Registered nurse Shelley Lillie, supportive and palliative nurse Sandra Howatt and registered nurse Diane Hanlon wrote in their joint nomination, “Chris is very aware of the nuances of the large rural communities and has adapted his practice accordingly, dependent on individual situations. Chris continues to be a strong advocate for patient-centred care for those that live in rural Wellington. One of the many examples of Chris’ advocacy is about a patient who resides in North Wellington, but was scheduled to travel a great distance to Grand River Hospital in Kitchener for blood work.

“Chris recognized the burden this placed on the patient and family and made the necessary arrangements for the lab work to be completed locally. His willingness to ensure patient-centred care for this patient highlights one of the many ways his daily practice decreases stress and improves the well being of so many patients and families on this very difficult cancer journey.”

They also stated, “Patients benefit greatly from Chris’ ability to provide seamless care, from time of diagnosis, through the treatment phase, and transitioning through their journey, whether it is at the local hospital, at home or into a hospice setting. He collaborates well with the visiting nurses to ensure that the team feels supported with necessary tools and guidance to provide optimal care for our patients.”

They added, “The team appreciates his approachability in that he is almost always available via cell phone, email or text messaging, which has definitely improved collaboration and continuity of care. His continued empathy and support to the family and health care team inspires us to look towards him as one of our most valued role models in this very demanding yet rewarding work. His leadership encourages team members to model his approach and reinforces the benefits of teamwork.”

They also noted another aspect of Lund’s career.

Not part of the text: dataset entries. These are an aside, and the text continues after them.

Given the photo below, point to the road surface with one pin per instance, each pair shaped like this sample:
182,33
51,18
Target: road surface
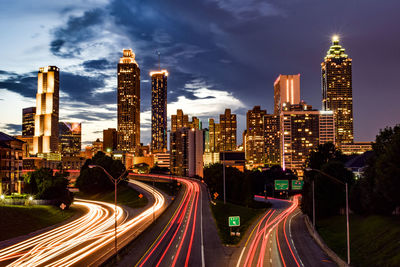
88,240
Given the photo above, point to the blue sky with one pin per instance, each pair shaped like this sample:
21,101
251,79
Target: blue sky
219,53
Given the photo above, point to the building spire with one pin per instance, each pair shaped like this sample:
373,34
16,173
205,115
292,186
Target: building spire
336,50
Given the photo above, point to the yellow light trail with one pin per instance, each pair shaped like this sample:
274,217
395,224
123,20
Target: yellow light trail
71,243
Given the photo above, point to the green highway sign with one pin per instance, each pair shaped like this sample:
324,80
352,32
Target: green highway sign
281,184
234,221
297,184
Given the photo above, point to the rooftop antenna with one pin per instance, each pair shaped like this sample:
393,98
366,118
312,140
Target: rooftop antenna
159,60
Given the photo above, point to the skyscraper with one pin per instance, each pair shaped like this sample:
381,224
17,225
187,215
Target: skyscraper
286,90
228,127
128,103
337,92
272,144
109,139
179,120
159,111
47,105
28,121
70,139
302,130
253,140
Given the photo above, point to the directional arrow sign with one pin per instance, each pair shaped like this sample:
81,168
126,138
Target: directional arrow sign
297,184
234,221
281,184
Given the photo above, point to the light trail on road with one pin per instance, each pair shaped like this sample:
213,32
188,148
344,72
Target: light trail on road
174,245
83,237
258,244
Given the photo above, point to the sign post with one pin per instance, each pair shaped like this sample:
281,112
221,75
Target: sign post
297,184
234,221
281,184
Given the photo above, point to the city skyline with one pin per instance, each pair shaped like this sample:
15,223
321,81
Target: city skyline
189,85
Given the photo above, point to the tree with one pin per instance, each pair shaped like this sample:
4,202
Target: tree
95,180
329,195
43,184
377,190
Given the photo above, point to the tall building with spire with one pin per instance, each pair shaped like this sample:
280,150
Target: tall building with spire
228,129
337,92
45,139
128,103
286,91
159,111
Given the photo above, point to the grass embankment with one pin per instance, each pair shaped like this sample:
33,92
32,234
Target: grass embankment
221,213
21,220
374,240
125,196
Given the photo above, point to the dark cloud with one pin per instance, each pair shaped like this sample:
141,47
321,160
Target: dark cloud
12,129
23,84
76,30
98,64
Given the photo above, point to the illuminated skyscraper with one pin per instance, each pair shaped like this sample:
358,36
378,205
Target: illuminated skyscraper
70,139
179,120
286,91
159,111
228,127
109,140
28,121
337,92
253,139
128,103
302,130
272,144
47,105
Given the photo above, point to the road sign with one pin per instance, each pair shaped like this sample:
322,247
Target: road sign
297,184
281,184
234,221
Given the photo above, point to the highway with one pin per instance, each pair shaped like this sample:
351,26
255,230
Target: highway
280,239
190,237
88,240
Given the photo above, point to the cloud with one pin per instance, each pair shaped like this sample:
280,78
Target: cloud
252,9
11,128
78,29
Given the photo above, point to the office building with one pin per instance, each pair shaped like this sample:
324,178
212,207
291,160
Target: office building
228,129
272,144
11,163
302,129
128,103
180,120
253,139
187,152
110,140
28,121
70,139
159,111
356,148
286,91
45,139
337,92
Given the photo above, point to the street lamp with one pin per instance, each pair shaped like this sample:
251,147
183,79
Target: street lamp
347,206
115,181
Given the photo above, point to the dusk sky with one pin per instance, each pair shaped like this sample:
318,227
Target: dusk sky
219,54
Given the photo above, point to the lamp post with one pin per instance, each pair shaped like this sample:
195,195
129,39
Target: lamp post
347,206
223,174
115,181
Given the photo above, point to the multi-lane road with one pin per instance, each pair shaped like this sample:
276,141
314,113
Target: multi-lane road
280,239
88,240
187,237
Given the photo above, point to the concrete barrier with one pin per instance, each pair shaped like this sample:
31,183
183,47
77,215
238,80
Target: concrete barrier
322,244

“As  an Associate Clinical Professor at McMaster University, he has welcomed the opportunity to mentor medical students in community care, and we have enclosed a letter of support in that regard.”

Howett said there was no difficulties finding support for that nomination; “We got a lot of letters from different people in the community.”

She said the description for Lund was “gentle, kind, considerate, compassionate – there were lots of them.”

While Lund insists most of his work is replicating the hospital in a home, he provides some extras for his patients that are unlikely to occur in a hospital setting. One woman he recently visited told him she had not been outdoors in several years because of her illness. They completed his visit with her in his car – driving the back roads and seeing the scenery, while they talked about her medical and other needs.

He has also helped elderly people who have a difficult time coping with modern technology. Patients who are forced to lie in bed all day can become bored and even despondent. He said in some cases they simply cannot program such things as their DVD players, because they are unaware the players must be on channel 3. He has helped several set up their home entertainment systems to make life just a little nicer.

Lund said patients almost always do best when they have great family support and he noted, “It’s often actually easier on families to have a loved one at home than a hospital where they feel they have to be at the bedside at all hours.”

Lund said one of the most common questions he gets is how he handles working with people who are dying. Actually, he said, some patients he sees for only a few days and others he has had for years.

He and Wallace admit, though, that they do not quite have the travel bug out of their system yet, and they say  spending only one year in Australia might have been a mistake. They agree that maybe two or three years might have been a better stay – and there is a chance some day they might return with some of their three children.

But for now, Lund hits the pavement many times a week, bringing hospital care and his own brand of caring to patients who need his help.